SMITH v. SAN MATEO COUNTY ET AL.

Civ. 12565.

Decided: December 28, 1943

George M. Naus, of San Francisco, and Gilbert D. Ferrell, Dist. Atty., San Mateo County, of Redwood City, for appellant. James F. Brennan, Harrison W. Call, and Walter McGovern, all of San Francisco, for respondent.

Plaintiff sued defendants to recover damages for the death of his minor son. The action was later dismissed as to defendants other than the County of San Mateo. The cause was tried by the court sitting without a jury. The trial court made findings upon all issues. The findings were in favor of plaintiff upon practically all issues but the trial court found and concluded that plaintiff's action was barred by the provisions of section 4078 of the Political Code. Plaintiff appealed from the judgment entered upon those findings of fact and conclusions of law and said judgment was reversed on appeal with directions to enter judgment in favor of plaintiff. Smith v. County of San Mateo, 57 Cal.App.2d 820, 135 P.2d 372. The present appeal is taken by the defendant county from the judgment thereafter entered by the trial court pursuant to said directions.

The main question presented on this appeal is whether the evidence was sufficient to support the findings of fact upon which the liability of the defendant county was based. Plaintiff sought to establish his case through the testimony of employees and former employees of the defendant county and there is practically no conflict in the material portions of that testimony.

Before setting forth the particular findings under attack and the evidence relating to said findings we will refer briefly to certain facts which are wholly undisputed.

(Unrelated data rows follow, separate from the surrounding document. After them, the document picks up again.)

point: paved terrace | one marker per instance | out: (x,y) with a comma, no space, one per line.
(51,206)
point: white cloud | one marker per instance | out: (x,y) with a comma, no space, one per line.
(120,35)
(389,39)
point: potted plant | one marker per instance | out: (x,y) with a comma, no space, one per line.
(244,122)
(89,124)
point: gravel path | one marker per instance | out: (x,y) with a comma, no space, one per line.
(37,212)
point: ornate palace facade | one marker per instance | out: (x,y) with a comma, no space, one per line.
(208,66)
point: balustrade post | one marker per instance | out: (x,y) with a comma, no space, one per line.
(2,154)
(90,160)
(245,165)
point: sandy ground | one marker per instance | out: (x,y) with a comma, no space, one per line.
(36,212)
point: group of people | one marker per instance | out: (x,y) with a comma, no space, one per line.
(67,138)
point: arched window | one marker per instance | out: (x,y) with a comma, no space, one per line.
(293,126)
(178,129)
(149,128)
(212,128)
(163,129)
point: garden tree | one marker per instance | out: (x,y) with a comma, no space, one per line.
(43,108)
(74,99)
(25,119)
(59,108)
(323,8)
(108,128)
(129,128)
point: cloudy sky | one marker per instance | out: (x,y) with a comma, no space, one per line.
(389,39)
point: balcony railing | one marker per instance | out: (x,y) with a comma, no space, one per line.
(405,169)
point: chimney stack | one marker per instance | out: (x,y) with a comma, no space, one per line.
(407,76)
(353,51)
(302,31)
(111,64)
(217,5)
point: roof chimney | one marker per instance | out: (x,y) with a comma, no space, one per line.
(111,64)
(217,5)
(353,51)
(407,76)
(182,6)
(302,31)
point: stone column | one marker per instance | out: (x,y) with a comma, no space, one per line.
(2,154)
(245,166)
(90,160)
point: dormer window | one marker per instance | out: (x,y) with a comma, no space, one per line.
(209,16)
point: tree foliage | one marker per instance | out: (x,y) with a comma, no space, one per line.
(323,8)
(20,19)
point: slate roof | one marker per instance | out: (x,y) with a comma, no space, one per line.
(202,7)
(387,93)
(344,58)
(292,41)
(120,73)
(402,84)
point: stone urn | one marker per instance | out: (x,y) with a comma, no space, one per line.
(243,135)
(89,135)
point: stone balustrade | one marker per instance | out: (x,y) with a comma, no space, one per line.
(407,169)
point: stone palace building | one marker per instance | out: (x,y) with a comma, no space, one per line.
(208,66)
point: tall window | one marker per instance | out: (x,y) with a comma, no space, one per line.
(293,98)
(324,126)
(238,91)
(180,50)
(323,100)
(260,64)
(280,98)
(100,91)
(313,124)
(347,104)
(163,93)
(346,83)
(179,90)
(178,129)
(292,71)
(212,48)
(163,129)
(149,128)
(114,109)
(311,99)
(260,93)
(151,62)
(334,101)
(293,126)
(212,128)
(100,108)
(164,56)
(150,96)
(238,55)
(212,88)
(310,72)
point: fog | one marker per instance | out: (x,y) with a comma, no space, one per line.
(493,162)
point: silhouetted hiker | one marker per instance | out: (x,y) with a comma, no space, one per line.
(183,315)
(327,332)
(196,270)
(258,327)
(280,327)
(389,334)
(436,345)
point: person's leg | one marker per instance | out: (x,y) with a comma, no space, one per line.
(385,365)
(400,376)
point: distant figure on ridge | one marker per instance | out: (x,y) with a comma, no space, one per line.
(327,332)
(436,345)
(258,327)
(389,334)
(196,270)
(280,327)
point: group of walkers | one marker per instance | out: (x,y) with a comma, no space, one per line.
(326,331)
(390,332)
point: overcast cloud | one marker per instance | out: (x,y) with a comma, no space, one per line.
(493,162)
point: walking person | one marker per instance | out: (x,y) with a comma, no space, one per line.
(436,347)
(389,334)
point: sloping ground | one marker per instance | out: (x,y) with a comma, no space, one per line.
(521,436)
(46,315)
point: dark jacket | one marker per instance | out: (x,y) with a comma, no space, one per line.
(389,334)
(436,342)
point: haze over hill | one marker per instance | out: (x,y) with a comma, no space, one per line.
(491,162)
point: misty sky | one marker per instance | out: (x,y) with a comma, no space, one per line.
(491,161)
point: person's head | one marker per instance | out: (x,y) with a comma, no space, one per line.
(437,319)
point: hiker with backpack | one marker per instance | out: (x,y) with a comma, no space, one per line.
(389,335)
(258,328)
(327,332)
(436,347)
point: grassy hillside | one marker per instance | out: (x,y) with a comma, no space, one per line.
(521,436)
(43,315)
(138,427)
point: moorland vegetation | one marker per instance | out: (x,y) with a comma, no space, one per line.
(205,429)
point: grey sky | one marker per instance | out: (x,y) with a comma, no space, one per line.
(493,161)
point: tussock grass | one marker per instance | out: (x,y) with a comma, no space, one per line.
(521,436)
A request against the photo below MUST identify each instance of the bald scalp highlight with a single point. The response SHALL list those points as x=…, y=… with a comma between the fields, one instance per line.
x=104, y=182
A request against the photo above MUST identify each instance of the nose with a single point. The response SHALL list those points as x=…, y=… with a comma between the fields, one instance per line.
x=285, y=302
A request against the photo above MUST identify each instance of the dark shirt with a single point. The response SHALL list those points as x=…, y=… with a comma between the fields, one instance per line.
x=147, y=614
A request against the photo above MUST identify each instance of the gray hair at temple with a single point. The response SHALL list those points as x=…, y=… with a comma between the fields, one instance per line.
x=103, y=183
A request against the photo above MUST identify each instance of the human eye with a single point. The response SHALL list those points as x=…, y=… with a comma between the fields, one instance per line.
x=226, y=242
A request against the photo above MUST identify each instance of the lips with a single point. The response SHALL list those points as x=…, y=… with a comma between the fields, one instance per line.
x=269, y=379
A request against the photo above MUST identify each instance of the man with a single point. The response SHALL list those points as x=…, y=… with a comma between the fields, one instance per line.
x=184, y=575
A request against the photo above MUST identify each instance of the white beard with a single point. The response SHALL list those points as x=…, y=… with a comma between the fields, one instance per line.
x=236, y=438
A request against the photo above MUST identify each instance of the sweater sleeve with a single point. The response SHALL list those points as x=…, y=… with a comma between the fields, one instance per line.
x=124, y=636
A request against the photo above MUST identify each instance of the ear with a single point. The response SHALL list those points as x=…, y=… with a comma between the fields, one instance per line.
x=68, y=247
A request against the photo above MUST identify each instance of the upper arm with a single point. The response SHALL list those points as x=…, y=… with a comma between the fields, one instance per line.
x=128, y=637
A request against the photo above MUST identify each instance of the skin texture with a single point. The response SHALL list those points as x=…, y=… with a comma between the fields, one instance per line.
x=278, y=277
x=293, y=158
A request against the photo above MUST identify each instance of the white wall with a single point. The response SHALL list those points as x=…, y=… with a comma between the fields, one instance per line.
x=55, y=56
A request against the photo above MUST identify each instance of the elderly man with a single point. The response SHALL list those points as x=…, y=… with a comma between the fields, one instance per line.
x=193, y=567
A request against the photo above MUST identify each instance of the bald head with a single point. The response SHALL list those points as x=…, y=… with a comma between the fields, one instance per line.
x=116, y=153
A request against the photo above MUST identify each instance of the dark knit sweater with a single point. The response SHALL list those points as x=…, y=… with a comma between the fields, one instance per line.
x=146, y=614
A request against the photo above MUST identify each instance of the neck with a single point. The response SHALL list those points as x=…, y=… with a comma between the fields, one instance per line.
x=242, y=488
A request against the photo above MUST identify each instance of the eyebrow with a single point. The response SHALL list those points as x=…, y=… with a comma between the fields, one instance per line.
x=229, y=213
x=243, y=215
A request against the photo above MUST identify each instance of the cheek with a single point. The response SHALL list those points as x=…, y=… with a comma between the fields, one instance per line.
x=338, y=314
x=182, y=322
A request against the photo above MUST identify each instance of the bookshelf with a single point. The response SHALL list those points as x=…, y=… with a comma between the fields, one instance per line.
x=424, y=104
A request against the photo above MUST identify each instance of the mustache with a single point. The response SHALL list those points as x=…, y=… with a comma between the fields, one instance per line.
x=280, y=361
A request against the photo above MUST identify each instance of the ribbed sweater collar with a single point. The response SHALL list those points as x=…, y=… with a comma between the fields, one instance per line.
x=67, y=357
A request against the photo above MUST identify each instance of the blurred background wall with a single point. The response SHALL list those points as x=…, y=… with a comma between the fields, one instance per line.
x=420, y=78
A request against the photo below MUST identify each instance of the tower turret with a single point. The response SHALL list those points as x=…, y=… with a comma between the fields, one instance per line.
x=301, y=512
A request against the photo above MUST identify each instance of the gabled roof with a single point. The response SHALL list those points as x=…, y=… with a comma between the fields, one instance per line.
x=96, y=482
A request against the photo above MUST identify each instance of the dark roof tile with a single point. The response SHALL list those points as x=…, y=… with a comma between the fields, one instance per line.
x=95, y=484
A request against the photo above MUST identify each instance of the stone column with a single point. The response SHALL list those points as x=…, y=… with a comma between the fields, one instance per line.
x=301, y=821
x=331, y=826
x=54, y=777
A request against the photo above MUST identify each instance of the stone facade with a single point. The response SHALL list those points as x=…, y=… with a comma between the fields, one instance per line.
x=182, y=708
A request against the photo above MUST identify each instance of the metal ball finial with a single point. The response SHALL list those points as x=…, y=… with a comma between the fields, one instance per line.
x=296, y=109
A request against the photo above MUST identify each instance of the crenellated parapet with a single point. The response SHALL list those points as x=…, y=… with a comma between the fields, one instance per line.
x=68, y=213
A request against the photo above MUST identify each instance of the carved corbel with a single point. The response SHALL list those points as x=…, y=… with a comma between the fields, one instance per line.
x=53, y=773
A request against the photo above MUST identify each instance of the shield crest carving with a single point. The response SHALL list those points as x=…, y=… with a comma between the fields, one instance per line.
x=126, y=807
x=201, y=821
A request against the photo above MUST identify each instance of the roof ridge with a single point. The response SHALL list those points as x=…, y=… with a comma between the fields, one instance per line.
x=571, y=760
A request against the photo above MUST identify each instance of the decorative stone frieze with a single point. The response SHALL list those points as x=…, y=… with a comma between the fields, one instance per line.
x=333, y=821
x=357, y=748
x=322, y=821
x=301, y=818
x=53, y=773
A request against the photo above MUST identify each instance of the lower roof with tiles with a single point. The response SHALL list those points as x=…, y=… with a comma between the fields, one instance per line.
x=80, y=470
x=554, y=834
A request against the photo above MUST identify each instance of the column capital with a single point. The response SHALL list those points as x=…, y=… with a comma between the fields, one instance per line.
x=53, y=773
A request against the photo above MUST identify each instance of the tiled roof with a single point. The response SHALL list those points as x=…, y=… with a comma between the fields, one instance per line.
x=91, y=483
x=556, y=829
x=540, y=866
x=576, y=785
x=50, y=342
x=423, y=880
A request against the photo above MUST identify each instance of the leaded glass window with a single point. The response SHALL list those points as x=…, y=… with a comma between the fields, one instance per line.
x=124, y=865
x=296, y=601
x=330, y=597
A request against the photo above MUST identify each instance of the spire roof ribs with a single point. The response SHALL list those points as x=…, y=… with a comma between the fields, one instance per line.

Plaintiff had a minor son who was ten years of age. The son was on a trip, arranged by the Young Men's Christian Association, into a public park which was owned and maintained by the defendant county. The park consisted of over three hundred acres and was located in the heavily wooded area in San Mateo County between La Honda and Pescadero. On the night of June 22, 1939, and while the son was sleeping in one of the cabins in a camp ground in said public park, a large redwood tree, without any disclosed external cause, fell across the cabin and caused the son's death.

The findings upon which the liability of the county was based were as follows:

“That at all times herein mentioned the defendant county of San Mateo owned and maintained in said county a public park and camping ground sometimes known as ‘Loma Mar’; that said park was maintained by said defendant county for public use and was at all said times under the care and supervision of said defendant county; that on and before June 22, 1939, there were standing in said park numerous trees of a height of thirty feet or more, and that some of said trees were dead and partly rotted and were in constant danger of falling to the ground or of being blown down by ordinary winds prevailing in said park; that by reason of such condition of said trees said park and grounds were then and there in a dangerous and defective condition; that such dangerous and defective condition of said park and grounds had existed for many months prior to June 22, 1939, and that such condition was known to said defendant county and to its board of supervisors and county manager, which said officials, and all of them, had authority to remedy such dangerous and defective condition, for a period of many months prior to said last mentioned date; that notwithstanding such knowledge of such dangerous and defective condition of said grounds and said park, said defendant county negligently failed to remedy or remove such condition; that said defendant county, by and through its said officials, agents and employees was at all times herein mentioned aware of said condition of said trees and knew said trees were dangerous and likely to fall or topple at any time.”

Defendant contends that the evidence was insufficient to show “knowledge or notice of the defective or dangerous condition” as required by the public liability statute. Stats.1923, p. 675; Deering's General Laws, Act 5619, sec. 2. In considering this contention, it is appropriate to set forth a description of the tree in question.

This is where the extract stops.